Sidebar Beryl Brown Piccolantonio ’06
Beryl Brown Piccolantonio ’06 serves as the chief ombudsman for workers’ compensation for the State of Ohio and is board president of the Gahanna-Jefferson School Board. “There are so many things that you can do with a law degree. As a kid, when I originally thought I was going to be a lawyer, I had a very fixed idea of what a lawyer was, and it was a criminal defense attorney or a prosecutor, or something related. But, when I was older and as an adult and made the decision to go to law school, that’s when I really realized how many options there are and that it provides great training for anyone who is interested in law in any way.”
As a child, Beryl Brown Piccolantonio ’06 imagined herself following in her father’s footsteps and attending law school. As an adult, however, it wasn’t until after she started graduate school studying psychology that she realized her childhood dream was her true calling.
“A lot of kids want to grow up to be like their parents. I admired my father a lot. But, when I was in college and not a little kid anymore, I thought I would try something different. I went to graduate school for psychology and spent two years in a graduate program focused on child cognitive development. I wanted to do something that would help people. But, interestingly, once I got into the program, I decided that law actually was the right path for me, even though I had doubted it,” she said. “I made the decision to leave the graduate program I was in and go back to my original plan, which was to go to law school. I think it was the right decision. I had a great experience at the Moritz College of Law.”
Today, Piccolantonio serves as the chief ombudsman for workers’ compensation for the State of Ohio. It’s a position she said combines her passion for helping others and also her enthusiasm for employment law.
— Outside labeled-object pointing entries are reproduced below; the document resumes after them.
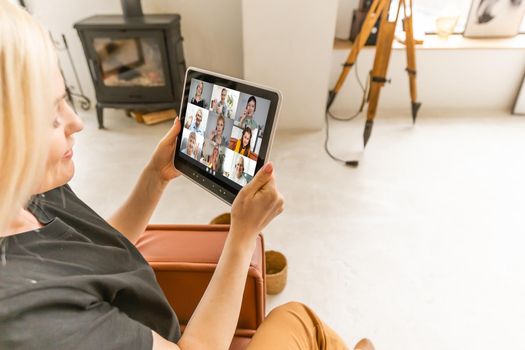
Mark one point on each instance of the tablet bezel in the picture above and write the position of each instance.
(225, 189)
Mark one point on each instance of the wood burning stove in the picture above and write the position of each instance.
(136, 61)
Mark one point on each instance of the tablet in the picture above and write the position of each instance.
(228, 126)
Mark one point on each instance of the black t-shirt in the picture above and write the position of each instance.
(77, 283)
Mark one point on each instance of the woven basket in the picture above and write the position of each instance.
(276, 272)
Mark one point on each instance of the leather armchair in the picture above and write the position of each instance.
(184, 258)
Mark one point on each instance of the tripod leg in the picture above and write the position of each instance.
(379, 70)
(370, 20)
(411, 60)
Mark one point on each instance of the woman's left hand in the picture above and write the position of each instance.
(162, 161)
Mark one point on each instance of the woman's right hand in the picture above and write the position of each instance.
(256, 205)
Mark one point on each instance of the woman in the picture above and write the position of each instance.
(214, 159)
(244, 143)
(196, 126)
(197, 99)
(71, 280)
(220, 107)
(216, 134)
(247, 115)
(238, 174)
(192, 149)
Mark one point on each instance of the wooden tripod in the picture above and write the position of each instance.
(379, 10)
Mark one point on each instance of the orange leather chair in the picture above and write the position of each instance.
(184, 258)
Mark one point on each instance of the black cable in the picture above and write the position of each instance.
(328, 115)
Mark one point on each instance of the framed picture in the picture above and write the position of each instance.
(494, 18)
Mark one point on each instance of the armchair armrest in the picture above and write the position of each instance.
(184, 258)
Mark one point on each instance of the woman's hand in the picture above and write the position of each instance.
(162, 161)
(256, 205)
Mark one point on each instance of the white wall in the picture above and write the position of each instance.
(447, 79)
(212, 30)
(288, 45)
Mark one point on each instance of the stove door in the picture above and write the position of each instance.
(129, 65)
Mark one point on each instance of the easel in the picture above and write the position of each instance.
(379, 11)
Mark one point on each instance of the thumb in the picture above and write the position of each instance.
(171, 136)
(264, 176)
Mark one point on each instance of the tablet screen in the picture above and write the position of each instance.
(224, 126)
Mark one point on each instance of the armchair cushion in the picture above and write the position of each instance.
(184, 258)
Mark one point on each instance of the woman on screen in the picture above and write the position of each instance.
(216, 134)
(238, 173)
(197, 99)
(192, 149)
(247, 115)
(220, 107)
(244, 143)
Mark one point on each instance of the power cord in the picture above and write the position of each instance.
(329, 114)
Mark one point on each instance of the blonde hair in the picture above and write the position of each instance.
(27, 64)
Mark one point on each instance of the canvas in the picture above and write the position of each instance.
(494, 18)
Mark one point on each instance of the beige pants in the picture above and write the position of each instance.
(294, 326)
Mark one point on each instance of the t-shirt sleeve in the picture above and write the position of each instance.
(101, 326)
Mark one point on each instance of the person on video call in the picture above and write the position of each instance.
(192, 149)
(238, 173)
(216, 134)
(197, 99)
(247, 115)
(244, 143)
(69, 279)
(220, 107)
(196, 126)
(214, 159)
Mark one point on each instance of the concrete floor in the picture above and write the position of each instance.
(421, 247)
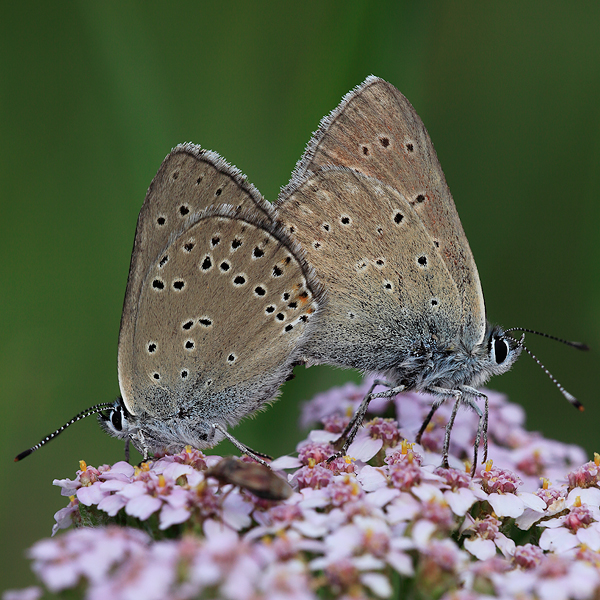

Established in 1978, the ombudsman’s office serves as an independent agency that helps anyone interacting with either the Bureau of Workers’ Compensation or the Ohio Industrial Commission who has experienced difficulties in navigating the system. In addition to helping people figure out what their options and legal rights are, Piccolantonio also regularly travels around the state talking to different groups, from union members who are potential injured workers and union representatives representing other union employees to employers, employer representatives, and groups of attorneys. The content of her discussion often varies by what group she is addressing, she explained.
“Sometimes I’m talking about what people’s rights are within the workers compensation system, sometimes I’m giving updates on changes to the law or initiatives at either of the two agencies, and sometimes I am there in a more open-ended manner, where I’m taking questions from representatives who have particular issues that they’re working through.”
With such varied work, no two days are ever the same, Piccolantonio said. And, that’s part of what makes the job so interesting.
“This wasn’t somewhere I ever expected to be honestly,” she said, reflecting on the path that brought her to her current role as ombudsman. Within her first year of law school, Piccolantonio had developed an interest in employment law. She accepted an internship at the Ohio Industrial Commission where she worked full-time during the summer and then part-time during the academic year. That experience not only introduced her to the field of workers’ compensation law, but also opened the door to her first position out of law school.
“While I was an intern I got to know some of the people at the Industrial Comission,” she said. “I had a non-traditional law school experience, however, and ended up leaving to try and finish up my degree in three years.”
Piccolantonio’s non-traditional path included getting married and having two children while continuing to work toward her J.D. Shortly after leaving her internship to focus on her studies, a commissioner from the Ohio Industrial Commission reached out to her, asking her to come back and serve full-time as his legal staff.
“I made a decision to accept that job, so I ended up finishing law school in four years,” she said.
Piccolantonio worked at the Ohio Industrial Commission for more than eleven years in various roles, including conducting legal research, serving as the assistant director for the office of human resources, and in the position of district hearing officer. In December of 2013, she left the commission to take on her current role as ombudsman.
At the start of 2016 Piccolantonio also began serving on the Gahanna-Jefferson School Board and was selected to be the board president. It provided her with an opportunity to explore another means to use her skills and experience to give back to her community, she said.
“Finding ways to be of service to my community has always been something that has been really important to me. Before I started serving on the school board, my husband and I were active volunteers in our kids’ schools and in our city. School board service seemed like it would be a good match for me given the things I was interested in and given some of the background that I have, and it has been,” she said. “I’m finishing my first year right now and it has been very interesting and very rewarding to know the things that I’m doing are for the purpose of making sure our kids receive a quality education. And, really I can’t think of too many other things that would be more rewarding.”
As she reflects back on her time at Moritz and where her career has taken her, Piccolantonio said the best piece of advice she could give to those considering attending law school is just to go.
“There are so many things that you can do with a law degree. As a kid, when I originally thought I was going to be a lawyer, I had a very fixed idea of what a lawyer was, and it was a criminal defense attorney or a prosecutor, or something related. But, when I was older and as an adult and made the decision to go to law school, that’s when I really realized how many options there are and that it provides great training for anyone who is interested in law in any way. I would encourage people to think about what they’re passionate about, and to know that there is a match for anything you can think of with a law degree,” she said.